That means plenty of fruits, veggies, fish, whole grains, and unsaturated fats (think olive oil).
It’s pretty strong stuff. The study found that participants with a “mid-to high-level adherence to a Mediterranean-style diet were significantly less likely to develop cognitive decline when compared with those with a low adherence to this way of eating.”
Marie, over at Blue Ridge Blog, wants the recipe for the grilled veggie photo I posted a couple of days ago. Just so happens, it comes from a cookbook called The Mediterranean Diet by Nancy Harmon Jenkins. (I’ll post the basic recipe at the end.) Timely, eh?
The grilled veggies are not as big a pain to prepare as you might think. I did a whole pile of them on my old indoor grill, layered them in a shallow pasta bowl, poured on the marinade, covered the dish with plastic wrap, and went swimming.
Buck and I used “leftovers” of the grilled veggies and tuna from dinner the night before to make our lunch yesterday. Tasty way to amortize both cost and effort! And there are still some veggies left. They will go great with grilled chicken tomorrow. The white blob on the plate by the tuna is wasabi mayonaise. Looks bland, but it’s got a nice little kick.

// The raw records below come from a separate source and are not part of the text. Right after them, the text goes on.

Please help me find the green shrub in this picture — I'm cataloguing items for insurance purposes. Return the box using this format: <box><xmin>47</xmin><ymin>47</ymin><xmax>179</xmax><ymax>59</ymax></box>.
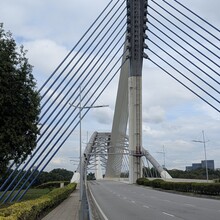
<box><xmin>0</xmin><ymin>183</ymin><xmax>76</xmax><ymax>220</ymax></box>
<box><xmin>137</xmin><ymin>178</ymin><xmax>220</xmax><ymax>195</ymax></box>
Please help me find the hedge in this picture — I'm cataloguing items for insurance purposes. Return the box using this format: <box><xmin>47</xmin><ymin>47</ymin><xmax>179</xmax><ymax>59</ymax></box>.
<box><xmin>0</xmin><ymin>183</ymin><xmax>76</xmax><ymax>220</ymax></box>
<box><xmin>137</xmin><ymin>178</ymin><xmax>220</xmax><ymax>196</ymax></box>
<box><xmin>35</xmin><ymin>181</ymin><xmax>69</xmax><ymax>189</ymax></box>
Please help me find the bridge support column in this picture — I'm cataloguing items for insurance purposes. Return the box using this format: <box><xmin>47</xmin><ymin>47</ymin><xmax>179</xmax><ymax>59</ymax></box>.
<box><xmin>128</xmin><ymin>76</ymin><xmax>142</xmax><ymax>184</ymax></box>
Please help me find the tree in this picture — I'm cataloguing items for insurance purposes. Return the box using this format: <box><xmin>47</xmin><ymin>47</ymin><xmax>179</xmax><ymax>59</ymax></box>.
<box><xmin>0</xmin><ymin>24</ymin><xmax>40</xmax><ymax>176</ymax></box>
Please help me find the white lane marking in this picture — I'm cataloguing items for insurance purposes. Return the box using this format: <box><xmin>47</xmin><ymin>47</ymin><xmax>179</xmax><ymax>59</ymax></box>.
<box><xmin>162</xmin><ymin>212</ymin><xmax>175</xmax><ymax>217</ymax></box>
<box><xmin>184</xmin><ymin>203</ymin><xmax>194</xmax><ymax>207</ymax></box>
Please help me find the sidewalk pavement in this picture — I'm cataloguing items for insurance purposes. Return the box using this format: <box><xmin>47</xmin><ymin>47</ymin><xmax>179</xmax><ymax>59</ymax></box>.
<box><xmin>42</xmin><ymin>188</ymin><xmax>80</xmax><ymax>220</ymax></box>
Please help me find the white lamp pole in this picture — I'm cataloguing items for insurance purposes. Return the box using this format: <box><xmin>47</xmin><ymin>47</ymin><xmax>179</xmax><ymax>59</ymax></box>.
<box><xmin>192</xmin><ymin>131</ymin><xmax>209</xmax><ymax>182</ymax></box>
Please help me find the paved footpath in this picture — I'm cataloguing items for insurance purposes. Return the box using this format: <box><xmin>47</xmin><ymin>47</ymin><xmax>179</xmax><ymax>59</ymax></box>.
<box><xmin>42</xmin><ymin>189</ymin><xmax>80</xmax><ymax>220</ymax></box>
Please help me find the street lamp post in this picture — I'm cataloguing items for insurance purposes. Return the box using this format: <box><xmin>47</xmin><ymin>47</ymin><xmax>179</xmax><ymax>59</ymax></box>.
<box><xmin>192</xmin><ymin>131</ymin><xmax>209</xmax><ymax>182</ymax></box>
<box><xmin>69</xmin><ymin>87</ymin><xmax>108</xmax><ymax>201</ymax></box>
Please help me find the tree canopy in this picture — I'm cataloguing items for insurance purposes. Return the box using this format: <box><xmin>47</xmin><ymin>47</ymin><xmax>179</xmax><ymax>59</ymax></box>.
<box><xmin>0</xmin><ymin>24</ymin><xmax>40</xmax><ymax>176</ymax></box>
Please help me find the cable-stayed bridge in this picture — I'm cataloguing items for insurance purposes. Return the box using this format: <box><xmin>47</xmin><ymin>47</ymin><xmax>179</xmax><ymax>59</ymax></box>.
<box><xmin>1</xmin><ymin>0</ymin><xmax>220</xmax><ymax>207</ymax></box>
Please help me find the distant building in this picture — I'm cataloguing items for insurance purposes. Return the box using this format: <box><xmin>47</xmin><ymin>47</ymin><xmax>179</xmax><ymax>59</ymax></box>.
<box><xmin>192</xmin><ymin>163</ymin><xmax>202</xmax><ymax>170</ymax></box>
<box><xmin>201</xmin><ymin>160</ymin><xmax>215</xmax><ymax>170</ymax></box>
<box><xmin>186</xmin><ymin>160</ymin><xmax>215</xmax><ymax>171</ymax></box>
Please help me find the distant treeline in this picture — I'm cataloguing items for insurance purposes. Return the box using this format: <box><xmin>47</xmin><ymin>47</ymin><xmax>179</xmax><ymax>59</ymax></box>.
<box><xmin>0</xmin><ymin>169</ymin><xmax>73</xmax><ymax>190</ymax></box>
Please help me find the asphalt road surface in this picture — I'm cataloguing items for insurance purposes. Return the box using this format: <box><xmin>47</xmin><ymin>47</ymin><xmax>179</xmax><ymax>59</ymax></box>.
<box><xmin>89</xmin><ymin>180</ymin><xmax>220</xmax><ymax>220</ymax></box>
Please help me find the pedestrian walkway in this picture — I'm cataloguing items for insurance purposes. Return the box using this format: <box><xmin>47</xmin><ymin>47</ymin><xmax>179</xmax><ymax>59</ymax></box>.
<box><xmin>42</xmin><ymin>189</ymin><xmax>80</xmax><ymax>220</ymax></box>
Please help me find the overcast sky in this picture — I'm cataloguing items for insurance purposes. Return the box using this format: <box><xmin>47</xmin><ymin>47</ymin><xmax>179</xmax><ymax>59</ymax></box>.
<box><xmin>0</xmin><ymin>0</ymin><xmax>220</xmax><ymax>170</ymax></box>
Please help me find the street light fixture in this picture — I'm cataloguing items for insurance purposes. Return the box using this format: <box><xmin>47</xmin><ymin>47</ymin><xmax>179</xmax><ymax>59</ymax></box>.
<box><xmin>192</xmin><ymin>131</ymin><xmax>209</xmax><ymax>182</ymax></box>
<box><xmin>69</xmin><ymin>87</ymin><xmax>109</xmax><ymax>201</ymax></box>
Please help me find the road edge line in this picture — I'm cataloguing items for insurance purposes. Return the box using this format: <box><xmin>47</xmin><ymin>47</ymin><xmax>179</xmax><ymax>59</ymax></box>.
<box><xmin>88</xmin><ymin>183</ymin><xmax>108</xmax><ymax>220</ymax></box>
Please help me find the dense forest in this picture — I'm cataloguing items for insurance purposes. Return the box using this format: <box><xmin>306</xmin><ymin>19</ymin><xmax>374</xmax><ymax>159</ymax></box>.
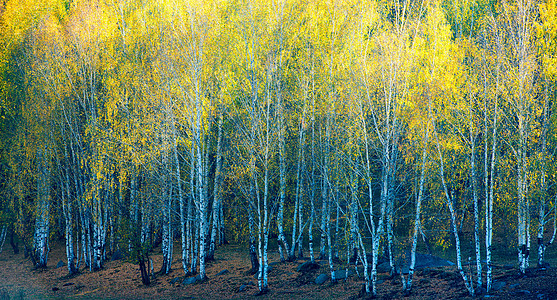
<box><xmin>0</xmin><ymin>0</ymin><xmax>557</xmax><ymax>295</ymax></box>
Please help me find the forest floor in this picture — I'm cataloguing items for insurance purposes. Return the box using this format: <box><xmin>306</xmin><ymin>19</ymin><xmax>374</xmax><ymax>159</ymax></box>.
<box><xmin>0</xmin><ymin>244</ymin><xmax>557</xmax><ymax>300</ymax></box>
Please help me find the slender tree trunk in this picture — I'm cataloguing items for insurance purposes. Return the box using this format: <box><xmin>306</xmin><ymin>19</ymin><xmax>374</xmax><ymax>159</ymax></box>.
<box><xmin>207</xmin><ymin>115</ymin><xmax>223</xmax><ymax>260</ymax></box>
<box><xmin>405</xmin><ymin>117</ymin><xmax>429</xmax><ymax>293</ymax></box>
<box><xmin>435</xmin><ymin>131</ymin><xmax>475</xmax><ymax>296</ymax></box>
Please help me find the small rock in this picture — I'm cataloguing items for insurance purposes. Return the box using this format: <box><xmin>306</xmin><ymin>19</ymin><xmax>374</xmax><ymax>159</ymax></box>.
<box><xmin>296</xmin><ymin>260</ymin><xmax>319</xmax><ymax>273</ymax></box>
<box><xmin>334</xmin><ymin>270</ymin><xmax>354</xmax><ymax>280</ymax></box>
<box><xmin>491</xmin><ymin>281</ymin><xmax>507</xmax><ymax>291</ymax></box>
<box><xmin>56</xmin><ymin>261</ymin><xmax>66</xmax><ymax>269</ymax></box>
<box><xmin>170</xmin><ymin>277</ymin><xmax>180</xmax><ymax>284</ymax></box>
<box><xmin>253</xmin><ymin>266</ymin><xmax>273</xmax><ymax>279</ymax></box>
<box><xmin>182</xmin><ymin>276</ymin><xmax>198</xmax><ymax>285</ymax></box>
<box><xmin>110</xmin><ymin>249</ymin><xmax>124</xmax><ymax>260</ymax></box>
<box><xmin>377</xmin><ymin>261</ymin><xmax>391</xmax><ymax>273</ymax></box>
<box><xmin>515</xmin><ymin>290</ymin><xmax>530</xmax><ymax>295</ymax></box>
<box><xmin>503</xmin><ymin>265</ymin><xmax>514</xmax><ymax>270</ymax></box>
<box><xmin>0</xmin><ymin>287</ymin><xmax>8</xmax><ymax>299</ymax></box>
<box><xmin>315</xmin><ymin>274</ymin><xmax>329</xmax><ymax>285</ymax></box>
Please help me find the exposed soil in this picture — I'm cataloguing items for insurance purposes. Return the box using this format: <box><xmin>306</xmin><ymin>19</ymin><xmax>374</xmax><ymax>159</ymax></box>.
<box><xmin>0</xmin><ymin>245</ymin><xmax>557</xmax><ymax>299</ymax></box>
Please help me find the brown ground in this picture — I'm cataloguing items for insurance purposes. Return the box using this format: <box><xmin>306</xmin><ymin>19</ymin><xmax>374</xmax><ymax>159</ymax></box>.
<box><xmin>0</xmin><ymin>241</ymin><xmax>557</xmax><ymax>300</ymax></box>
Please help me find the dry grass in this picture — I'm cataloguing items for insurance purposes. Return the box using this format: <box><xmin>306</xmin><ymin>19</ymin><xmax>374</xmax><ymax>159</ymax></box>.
<box><xmin>0</xmin><ymin>241</ymin><xmax>557</xmax><ymax>299</ymax></box>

There are lots of recipe variations for grilled veggies. Nancy Harmon Jenkins’s recipe, “Grilled Vegetables with Oil and Vinegar,” calls for 2 eggplants, 2 red peppers, 2 yellow peppers, 3 zucchini and a little olive oil for brushing on the veggies. I only used one eggplant, and one red pepper to go along with the 3 zucchinis.
Her marinade calls for: 1/2 cup extra-virgin olive oil, 1/4 cup red or white wine vinegar, 2 garlic cloves, chopped, 2 oil-packed anchovy fillets, minced (or use a little salt to taste if you don’t want to use the hairy fish), and one tablespoon of minced fresh mint, thyme, or oregano (no contest here, for me — I pulled a few sprigs of oregano and thyme from the weed patch).
Jenkins says to cut lengthwise 1/2 inch slices of the eggplant, put them in a bowl with salted water to cover (1/4 cup salt for every 2 quarts water is her recommendation, but I didn’t measure either one), weight them down with a can of tomatoes on top of a plate (just so they don’t float to the top). Leave them to soak a couple of hours, then drain, dry off with paper towels, brush with oil and grill.
Slice the zucchinis on a deep diagonal, brush with oil and grill. Jenkins recommend cutting the peppers in half, but since I only had one, I cut it into 6 wedges. Use common sense, and grill them until they’re as done as you like them.
Gotta run. I’m going to go eat another handful of those gorgeous, sweet U-Pick blueberries Harold brought by this morning.
p.s. Blueberries are some of the best brain food around. I’m going to get a double handful!